車の中からソヒはチヒョンに電話を入れた。
「久しぶりに私とお酒を飲まない? 人の多いところで…」
電話を受けたチヒョンも車の中だった。
「僕は先約があるんだ。ほかの人を誘って」
チヒョンはそう答えて電話を切った。
人の多いところ?
チヒョンはふいに胸騒ぎを覚えた。あわてて運転手に命じた。
「家に急いでくれ!」
その頃、イルジュンはベッドの上で苦しみもがいていた。飲み物に細工されたのを感じたイルジュンは、ベッド下の携帯を取ろうと腕を伸ばす。つかみきれないでベッドから転落する。

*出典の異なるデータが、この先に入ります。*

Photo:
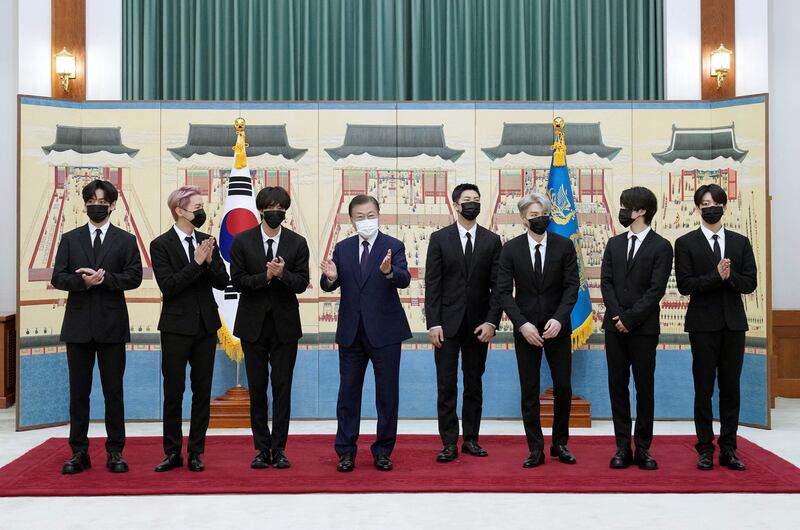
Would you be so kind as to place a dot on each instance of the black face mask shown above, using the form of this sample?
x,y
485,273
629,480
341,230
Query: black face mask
x,y
273,218
711,214
199,218
625,217
470,210
539,224
97,212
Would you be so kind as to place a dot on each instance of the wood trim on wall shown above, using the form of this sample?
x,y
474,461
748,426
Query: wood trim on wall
x,y
717,25
785,366
68,30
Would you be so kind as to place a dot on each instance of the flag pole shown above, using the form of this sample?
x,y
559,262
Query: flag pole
x,y
232,409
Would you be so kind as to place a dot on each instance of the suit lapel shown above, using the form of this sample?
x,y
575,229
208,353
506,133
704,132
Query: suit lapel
x,y
376,255
109,241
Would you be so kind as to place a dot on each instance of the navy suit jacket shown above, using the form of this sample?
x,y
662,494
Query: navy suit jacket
x,y
374,298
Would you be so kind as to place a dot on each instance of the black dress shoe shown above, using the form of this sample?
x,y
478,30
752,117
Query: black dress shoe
x,y
195,462
731,461
346,463
471,447
261,461
116,464
383,463
705,462
279,460
535,459
78,462
563,454
644,460
448,454
621,460
171,461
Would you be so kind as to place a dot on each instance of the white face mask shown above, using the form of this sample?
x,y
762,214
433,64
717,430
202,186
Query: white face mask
x,y
367,227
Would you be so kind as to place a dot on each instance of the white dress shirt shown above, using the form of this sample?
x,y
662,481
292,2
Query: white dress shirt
x,y
710,237
542,250
103,230
371,243
182,236
639,240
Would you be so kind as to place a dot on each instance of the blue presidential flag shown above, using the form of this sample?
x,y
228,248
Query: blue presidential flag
x,y
565,223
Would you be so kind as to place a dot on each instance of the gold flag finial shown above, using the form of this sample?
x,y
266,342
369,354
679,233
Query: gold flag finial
x,y
559,147
240,154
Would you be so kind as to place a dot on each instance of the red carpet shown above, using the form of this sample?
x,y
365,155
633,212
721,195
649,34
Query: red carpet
x,y
227,458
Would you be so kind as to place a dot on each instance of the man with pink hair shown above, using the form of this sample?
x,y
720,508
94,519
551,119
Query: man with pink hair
x,y
187,264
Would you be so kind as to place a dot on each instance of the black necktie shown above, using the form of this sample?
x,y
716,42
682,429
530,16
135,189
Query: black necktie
x,y
634,239
468,250
717,250
190,241
97,243
270,256
364,257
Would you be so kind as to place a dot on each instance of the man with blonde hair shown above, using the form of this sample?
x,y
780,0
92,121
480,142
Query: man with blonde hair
x,y
544,268
187,264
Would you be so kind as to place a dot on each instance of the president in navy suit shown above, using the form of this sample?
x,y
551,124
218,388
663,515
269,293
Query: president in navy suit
x,y
369,268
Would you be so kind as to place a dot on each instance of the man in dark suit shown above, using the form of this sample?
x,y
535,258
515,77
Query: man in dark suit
x,y
634,273
715,267
96,263
463,311
187,265
369,267
269,267
544,268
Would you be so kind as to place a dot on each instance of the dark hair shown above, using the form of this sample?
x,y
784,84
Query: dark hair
x,y
273,196
358,200
109,191
640,198
717,193
461,188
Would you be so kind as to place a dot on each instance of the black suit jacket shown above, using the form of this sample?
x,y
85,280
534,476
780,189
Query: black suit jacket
x,y
633,293
186,286
714,303
559,287
98,313
249,277
452,290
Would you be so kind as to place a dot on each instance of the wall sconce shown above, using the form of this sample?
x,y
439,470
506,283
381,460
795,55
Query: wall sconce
x,y
65,68
720,64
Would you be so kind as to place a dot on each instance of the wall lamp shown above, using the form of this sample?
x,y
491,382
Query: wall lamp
x,y
65,68
720,64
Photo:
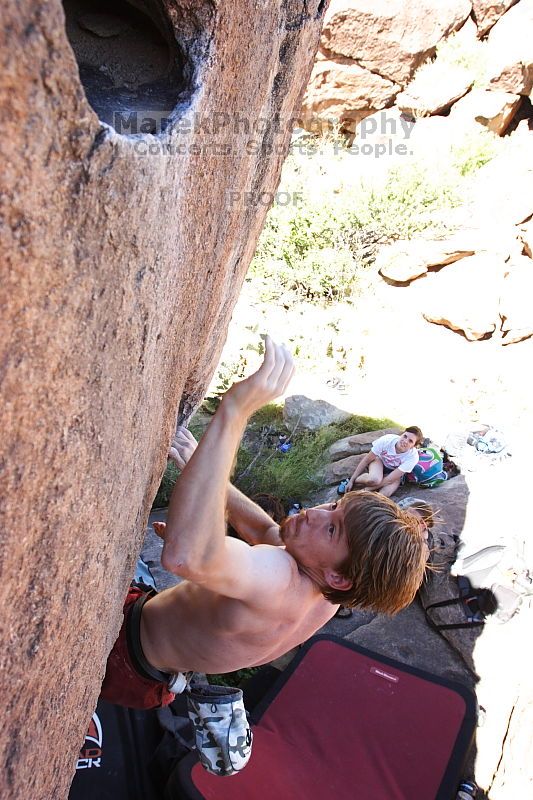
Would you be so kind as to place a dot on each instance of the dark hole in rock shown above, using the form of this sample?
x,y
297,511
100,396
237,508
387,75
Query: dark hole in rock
x,y
131,66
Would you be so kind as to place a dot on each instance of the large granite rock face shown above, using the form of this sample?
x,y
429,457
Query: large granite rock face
x,y
342,91
391,39
124,247
488,12
510,51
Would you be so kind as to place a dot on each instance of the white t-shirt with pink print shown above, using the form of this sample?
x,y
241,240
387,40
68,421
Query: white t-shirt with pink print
x,y
384,448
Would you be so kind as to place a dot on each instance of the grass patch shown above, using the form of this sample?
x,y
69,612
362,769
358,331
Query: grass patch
x,y
232,678
261,467
318,247
294,475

必死で携帯をつかみ出す。ジュンジェに電話をかける。…
その頃、ジュンジェは取引明細を手に、カン・ソヒらの不透明な金の流れを追跡していた。
「弁護士の借名口座に入金されてるみたいだ…」
ジュンジェの携帯は部屋で鳴りだした。
イルジュンは携帯がつながるのを待った。しかし、一向につながらない。
携帯は留守録に切り替わった。
「ジュンジェ…!」
カン・ソヒに、イルジュンを見張れ、と言われたマ・デヨンは部屋の花や観葉植物などを片付けだす。
捨てに行こうとしてるところにチヒョンが帰宅した。
チヒョンを見てマ・デヨンは言った。
「帰るのが早いぞ」
マ・デヨンにかまわずチヒョンは奥に走りこむ。
一方、ジュンジェはホン刑事らが引き上げた後、いったん部屋に戻った。